In a move clearly intended to bring triumphant closure to the endless ‘make the logo bigger’ debate, Be Wiser canonise their marque as a hero image, giving them licence to make it as large as it could feasibly be. In the case of this poster, that makes it about 5ft high, with the word ‘insurance’ squished into a ludicrously narrow measure to accommodate it. Even the most insecure marketing manager would nod approvingly.
And the logo receiving this reverential treatment? Taking its cue from the company name, it’s an owl. But not just any owl – a discomfitingly glassy-eyed, clipartesque bird that wouldn’t have been out of place in a school maths textbook of the 1980s. When such an intimidating beast stakes a claim to a brand value like wisdom, few will argue.
The headline, ‘Save On Motor Insurance’, is nothing less than astounding. Eschewing all poetics, invention and ornament, it doesn’t express the benefit so much as confront us with its absolute, irreducible quintessence. In its plain, journalistic simplicity, it reminds us of the craft of Hemingway, or perhaps Orwell. The meaning is clear; the implications, profound.
This is tone of voice as weapon. It is writing that, by undermining the whole concept of style, radically subverts the raison d’être of copywriting. This bold act of unwriting – or anti-writing, perhaps – tacitly mocks the copywriter’s quest for original or arresting expression, exhorting us to discard our armour of pretension and throw off the mental chains of convention. Will we answer the call? Dare we?

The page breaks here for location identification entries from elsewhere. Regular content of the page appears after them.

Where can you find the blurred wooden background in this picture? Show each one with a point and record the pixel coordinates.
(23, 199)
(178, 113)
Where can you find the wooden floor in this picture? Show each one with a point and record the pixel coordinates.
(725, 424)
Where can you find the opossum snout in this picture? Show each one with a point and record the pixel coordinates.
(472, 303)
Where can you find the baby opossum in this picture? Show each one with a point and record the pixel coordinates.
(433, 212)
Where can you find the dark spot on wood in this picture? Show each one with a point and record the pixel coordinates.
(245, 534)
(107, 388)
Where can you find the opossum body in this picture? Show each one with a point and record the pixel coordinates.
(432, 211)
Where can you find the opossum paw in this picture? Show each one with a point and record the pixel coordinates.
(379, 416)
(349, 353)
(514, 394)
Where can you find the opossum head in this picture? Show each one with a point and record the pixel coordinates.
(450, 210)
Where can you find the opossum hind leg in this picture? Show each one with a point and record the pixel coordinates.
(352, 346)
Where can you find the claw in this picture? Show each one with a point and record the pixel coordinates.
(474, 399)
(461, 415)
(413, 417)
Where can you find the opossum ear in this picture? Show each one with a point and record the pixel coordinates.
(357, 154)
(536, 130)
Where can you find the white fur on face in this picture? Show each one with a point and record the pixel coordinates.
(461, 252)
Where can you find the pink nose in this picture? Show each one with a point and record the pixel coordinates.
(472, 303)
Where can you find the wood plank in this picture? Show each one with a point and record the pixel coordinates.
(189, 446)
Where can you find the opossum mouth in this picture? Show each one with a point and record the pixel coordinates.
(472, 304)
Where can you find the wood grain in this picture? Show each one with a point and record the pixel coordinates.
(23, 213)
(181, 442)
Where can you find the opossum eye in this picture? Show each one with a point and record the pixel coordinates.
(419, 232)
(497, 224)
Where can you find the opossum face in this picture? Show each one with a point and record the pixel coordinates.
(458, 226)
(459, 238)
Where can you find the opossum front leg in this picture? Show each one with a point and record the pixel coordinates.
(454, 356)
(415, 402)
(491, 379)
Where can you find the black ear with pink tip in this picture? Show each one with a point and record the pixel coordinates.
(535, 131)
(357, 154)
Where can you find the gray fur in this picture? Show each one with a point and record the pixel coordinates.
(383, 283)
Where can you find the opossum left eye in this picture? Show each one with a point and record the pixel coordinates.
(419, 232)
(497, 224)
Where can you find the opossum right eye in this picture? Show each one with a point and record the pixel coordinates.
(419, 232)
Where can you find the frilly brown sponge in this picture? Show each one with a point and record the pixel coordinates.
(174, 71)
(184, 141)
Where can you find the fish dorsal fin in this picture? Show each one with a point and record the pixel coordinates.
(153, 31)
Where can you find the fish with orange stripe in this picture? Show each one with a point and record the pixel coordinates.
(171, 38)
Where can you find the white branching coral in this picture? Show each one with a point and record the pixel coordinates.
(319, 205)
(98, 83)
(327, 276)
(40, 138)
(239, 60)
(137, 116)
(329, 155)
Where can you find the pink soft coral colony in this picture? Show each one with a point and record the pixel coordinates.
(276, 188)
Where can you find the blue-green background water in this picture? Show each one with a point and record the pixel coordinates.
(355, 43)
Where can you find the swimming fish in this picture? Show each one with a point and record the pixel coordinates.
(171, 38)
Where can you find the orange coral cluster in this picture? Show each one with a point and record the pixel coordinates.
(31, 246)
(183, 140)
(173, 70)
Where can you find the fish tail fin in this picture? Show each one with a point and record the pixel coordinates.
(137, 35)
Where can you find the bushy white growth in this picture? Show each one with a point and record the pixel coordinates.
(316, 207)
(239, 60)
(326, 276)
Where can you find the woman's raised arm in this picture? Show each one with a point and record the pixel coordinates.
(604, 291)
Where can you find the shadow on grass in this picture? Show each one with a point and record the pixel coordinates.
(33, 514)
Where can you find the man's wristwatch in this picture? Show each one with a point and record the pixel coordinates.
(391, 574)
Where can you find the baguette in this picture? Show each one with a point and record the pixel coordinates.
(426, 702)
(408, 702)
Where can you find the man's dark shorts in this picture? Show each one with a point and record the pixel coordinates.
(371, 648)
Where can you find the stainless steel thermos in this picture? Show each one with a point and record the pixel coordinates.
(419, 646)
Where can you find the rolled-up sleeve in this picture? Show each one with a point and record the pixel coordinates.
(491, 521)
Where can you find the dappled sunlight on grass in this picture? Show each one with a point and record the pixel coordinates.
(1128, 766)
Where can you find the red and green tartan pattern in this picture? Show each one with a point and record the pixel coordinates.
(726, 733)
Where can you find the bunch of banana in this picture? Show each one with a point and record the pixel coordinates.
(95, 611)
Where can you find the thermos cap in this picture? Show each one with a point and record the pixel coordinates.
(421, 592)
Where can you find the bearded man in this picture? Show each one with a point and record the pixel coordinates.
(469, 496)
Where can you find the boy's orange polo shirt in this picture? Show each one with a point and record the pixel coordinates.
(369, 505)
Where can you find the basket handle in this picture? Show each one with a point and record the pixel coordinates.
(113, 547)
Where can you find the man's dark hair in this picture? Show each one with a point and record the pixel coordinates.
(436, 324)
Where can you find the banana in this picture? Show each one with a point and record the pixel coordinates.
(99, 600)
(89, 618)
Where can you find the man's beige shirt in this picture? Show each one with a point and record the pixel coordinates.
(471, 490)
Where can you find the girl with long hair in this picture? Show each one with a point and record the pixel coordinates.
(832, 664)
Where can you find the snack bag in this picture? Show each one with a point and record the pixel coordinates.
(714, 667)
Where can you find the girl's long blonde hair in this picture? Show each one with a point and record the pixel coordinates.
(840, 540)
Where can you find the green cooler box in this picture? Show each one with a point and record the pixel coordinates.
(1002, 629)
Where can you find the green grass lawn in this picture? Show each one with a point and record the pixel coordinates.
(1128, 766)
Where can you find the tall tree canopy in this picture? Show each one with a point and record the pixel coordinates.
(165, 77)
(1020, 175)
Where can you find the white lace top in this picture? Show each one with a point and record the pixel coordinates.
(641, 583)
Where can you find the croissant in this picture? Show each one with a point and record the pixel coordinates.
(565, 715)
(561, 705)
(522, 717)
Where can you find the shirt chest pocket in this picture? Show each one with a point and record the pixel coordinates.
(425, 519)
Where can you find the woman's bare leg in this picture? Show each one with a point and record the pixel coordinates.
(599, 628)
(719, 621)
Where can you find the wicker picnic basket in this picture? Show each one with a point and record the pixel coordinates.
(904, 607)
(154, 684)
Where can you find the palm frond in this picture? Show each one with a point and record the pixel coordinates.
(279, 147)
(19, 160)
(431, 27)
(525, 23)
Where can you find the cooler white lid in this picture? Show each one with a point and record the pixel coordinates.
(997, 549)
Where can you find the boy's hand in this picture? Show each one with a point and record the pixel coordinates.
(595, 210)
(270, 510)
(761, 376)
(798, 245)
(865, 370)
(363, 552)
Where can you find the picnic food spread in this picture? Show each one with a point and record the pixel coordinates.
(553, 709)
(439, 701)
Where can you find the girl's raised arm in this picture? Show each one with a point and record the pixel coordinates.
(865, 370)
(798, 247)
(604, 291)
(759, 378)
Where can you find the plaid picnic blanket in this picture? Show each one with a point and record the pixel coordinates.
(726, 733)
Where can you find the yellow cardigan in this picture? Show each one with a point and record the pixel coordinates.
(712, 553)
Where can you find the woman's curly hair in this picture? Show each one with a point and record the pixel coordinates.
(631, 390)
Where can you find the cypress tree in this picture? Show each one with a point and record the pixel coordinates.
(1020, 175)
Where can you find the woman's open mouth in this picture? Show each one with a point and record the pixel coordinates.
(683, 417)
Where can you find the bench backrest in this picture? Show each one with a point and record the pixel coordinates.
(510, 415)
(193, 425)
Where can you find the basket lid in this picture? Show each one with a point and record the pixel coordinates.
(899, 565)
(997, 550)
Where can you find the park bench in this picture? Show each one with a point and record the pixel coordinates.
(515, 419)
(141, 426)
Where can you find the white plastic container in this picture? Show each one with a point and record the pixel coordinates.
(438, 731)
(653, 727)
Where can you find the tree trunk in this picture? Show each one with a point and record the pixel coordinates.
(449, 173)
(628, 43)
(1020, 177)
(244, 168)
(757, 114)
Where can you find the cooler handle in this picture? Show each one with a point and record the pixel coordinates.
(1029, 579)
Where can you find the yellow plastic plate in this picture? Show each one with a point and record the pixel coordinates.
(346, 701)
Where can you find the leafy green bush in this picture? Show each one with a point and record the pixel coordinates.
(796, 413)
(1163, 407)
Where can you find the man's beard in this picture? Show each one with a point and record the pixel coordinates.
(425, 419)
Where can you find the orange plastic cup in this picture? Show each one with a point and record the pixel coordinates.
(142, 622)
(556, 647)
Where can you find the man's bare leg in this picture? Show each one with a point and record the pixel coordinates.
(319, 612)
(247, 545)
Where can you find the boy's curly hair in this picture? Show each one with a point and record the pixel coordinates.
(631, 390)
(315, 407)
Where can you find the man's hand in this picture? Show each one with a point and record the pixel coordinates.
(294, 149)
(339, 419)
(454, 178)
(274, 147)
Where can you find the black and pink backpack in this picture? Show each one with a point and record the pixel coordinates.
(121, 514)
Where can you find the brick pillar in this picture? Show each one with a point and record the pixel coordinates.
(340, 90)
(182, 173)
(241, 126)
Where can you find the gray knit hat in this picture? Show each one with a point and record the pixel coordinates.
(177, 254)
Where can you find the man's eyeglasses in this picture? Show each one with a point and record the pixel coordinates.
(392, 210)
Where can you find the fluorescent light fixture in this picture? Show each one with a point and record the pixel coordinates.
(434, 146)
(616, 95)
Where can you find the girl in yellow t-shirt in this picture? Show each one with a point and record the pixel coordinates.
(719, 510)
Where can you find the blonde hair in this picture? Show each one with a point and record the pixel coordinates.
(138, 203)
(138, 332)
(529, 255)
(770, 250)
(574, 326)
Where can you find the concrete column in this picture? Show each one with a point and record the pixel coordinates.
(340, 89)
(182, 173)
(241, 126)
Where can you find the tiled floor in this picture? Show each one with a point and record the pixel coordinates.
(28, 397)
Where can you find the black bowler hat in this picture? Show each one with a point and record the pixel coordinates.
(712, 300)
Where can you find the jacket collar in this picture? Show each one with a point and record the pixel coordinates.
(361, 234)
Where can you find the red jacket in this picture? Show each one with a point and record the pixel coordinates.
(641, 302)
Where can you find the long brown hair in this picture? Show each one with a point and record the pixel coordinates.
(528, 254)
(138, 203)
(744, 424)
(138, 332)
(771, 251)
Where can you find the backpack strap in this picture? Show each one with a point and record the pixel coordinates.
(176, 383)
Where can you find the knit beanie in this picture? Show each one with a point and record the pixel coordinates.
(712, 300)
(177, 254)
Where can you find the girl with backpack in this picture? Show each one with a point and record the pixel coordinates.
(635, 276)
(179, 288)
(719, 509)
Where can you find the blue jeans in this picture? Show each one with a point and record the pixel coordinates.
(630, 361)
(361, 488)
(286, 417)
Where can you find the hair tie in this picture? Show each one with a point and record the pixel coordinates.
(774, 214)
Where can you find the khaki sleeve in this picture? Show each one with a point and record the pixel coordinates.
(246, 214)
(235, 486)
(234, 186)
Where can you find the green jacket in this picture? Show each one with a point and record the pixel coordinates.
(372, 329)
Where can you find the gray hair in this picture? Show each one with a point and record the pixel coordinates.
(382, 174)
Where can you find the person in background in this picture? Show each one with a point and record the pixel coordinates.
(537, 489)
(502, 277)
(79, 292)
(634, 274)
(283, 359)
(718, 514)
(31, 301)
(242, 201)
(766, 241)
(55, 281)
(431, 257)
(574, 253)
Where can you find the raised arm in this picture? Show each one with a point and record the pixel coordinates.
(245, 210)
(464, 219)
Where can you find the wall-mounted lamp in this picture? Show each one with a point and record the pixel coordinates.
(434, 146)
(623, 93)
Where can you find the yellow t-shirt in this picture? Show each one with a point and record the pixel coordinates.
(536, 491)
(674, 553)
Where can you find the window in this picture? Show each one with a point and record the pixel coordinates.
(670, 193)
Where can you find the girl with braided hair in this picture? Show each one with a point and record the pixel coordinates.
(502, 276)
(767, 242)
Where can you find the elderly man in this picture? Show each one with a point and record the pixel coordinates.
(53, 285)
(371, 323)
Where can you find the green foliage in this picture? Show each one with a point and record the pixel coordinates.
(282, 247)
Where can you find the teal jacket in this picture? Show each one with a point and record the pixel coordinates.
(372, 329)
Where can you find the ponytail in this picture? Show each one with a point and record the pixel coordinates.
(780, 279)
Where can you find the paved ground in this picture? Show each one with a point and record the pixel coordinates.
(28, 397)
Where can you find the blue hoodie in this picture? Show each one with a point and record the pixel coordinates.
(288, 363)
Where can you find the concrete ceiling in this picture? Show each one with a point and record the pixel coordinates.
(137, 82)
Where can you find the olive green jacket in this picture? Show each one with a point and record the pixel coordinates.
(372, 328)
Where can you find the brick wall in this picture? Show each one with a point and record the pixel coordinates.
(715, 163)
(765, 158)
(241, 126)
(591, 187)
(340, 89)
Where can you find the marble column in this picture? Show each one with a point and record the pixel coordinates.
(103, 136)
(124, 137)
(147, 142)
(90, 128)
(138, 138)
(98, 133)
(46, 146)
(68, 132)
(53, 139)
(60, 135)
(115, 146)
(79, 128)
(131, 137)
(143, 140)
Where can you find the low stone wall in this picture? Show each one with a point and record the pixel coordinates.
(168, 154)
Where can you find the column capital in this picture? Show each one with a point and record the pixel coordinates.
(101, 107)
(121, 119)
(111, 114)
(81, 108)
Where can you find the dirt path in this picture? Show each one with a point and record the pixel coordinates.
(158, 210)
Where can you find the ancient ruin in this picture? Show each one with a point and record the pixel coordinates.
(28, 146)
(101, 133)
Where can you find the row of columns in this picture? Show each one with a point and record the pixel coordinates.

In recent years, retail finance has arguably produced some of the most inventive and innovative marketing to be found in any sector. Driven by the need to differentiate in an environment dominated by cost, marketers have devised vividly memorable campaigns centred on characters as diverse as meerkats (Compare the Market), aristocratic advisors (Credit Expert) and opera singers (Go Compare).
Be Wiser’s poster makes a decisive break from this narrative. It is both a nostalgic look back to the very dawn of advertising and a direct challenge to our newfound faith in ‘engagement’ and ’emotion’. Its proud indifference to received wisdom unmasks its rivals’ positioning as being more about imitation than differentiation – brands that are all ‘different’ in the same way. At the same time, it confronts us with the disturbing notion that what we think we ‘know’ about marketing may actually be closer to ideology than to science.
Overall, the poster projects a dry, ascetic atmosphere that brings to mind the austere discipline of Bauhaus, or the opaque sound pictures of Philip Glass. No image of ‘motors’ or their drivers intrudes; no colour other than brown and yellow. There is no time or space for us, no love, no life, no hint of human beings or what they feel. The poster has taken us beyond such things. Now there is only motor insurance, and the imperative to save on it.